ECLI:NL:RVS:2018:1012
Raad van State
- Hoger beroep
- N. Verheij
- H. Troostwijk
- G.M.H. Hoogvliet
- Rechtspraak.nl
Hoger beroep tegen niet-ontvankelijk verklaring van asielaanvragen door staatssecretaris van Justitie en Veiligheid
In deze zaak heeft de Afdeling bestuursrechtspraak van de Raad van State op 22 maart 2018 uitspraak gedaan in het hoger beroep van de staatssecretaris van Justitie en Veiligheid tegen een eerdere uitspraak van de rechtbank Den Haag. De rechtbank had op 4 juli 2017 de besluiten van de staatssecretaris, waarin de aanvragen van vreemdelingen voor een verblijfsvergunning asiel voor bepaalde tijd niet-ontvankelijk waren verklaard, vernietigd. De staatssecretaris had deze aanvragen niet-ontvankelijk verklaard op de grond dat Koeweit voor de vreemdelingen als een veilig derde land kan worden beschouwd.
De staatssecretaris heeft hoger beroep ingesteld, waarbij hij aanvoert dat de rechtbank ten onrechte heeft geoordeeld dat hij ondeugdelijk heeft gemotiveerd dat in Koeweit bescherming wordt geboden overeenkomstig het Vluchtelingenverdrag.
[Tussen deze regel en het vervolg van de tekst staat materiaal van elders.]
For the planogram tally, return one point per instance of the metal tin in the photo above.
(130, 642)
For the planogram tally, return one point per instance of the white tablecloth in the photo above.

De Afdeling heeft echter geoordeeld dat de staatssecretaris in zijn hogerberoepschrift geen nieuwe motivering heeft gegeven die afwijkt van de eerder door de Afdeling beoordeelde motivering in een uitspraak van 13 december 2017. Hierdoor kon de grief van de staatssecretaris niet leiden tot vernietiging van de aangevallen uitspraak.
De Afdeling heeft het hoger beroep kennelijk ongegrond verklaard en de eerdere uitspraak van de rechtbank bevestigd. Tevens is de staatssecretaris veroordeeld tot vergoeding van de proceskosten aan de vreemdelingen, die in verband met de behandeling van het hoger beroep zijn gemaakt. De totale kosten zijn vastgesteld op € 501,00, geheel toe te rekenen aan door een derde beroepsmatig verleende rechtsbijstand.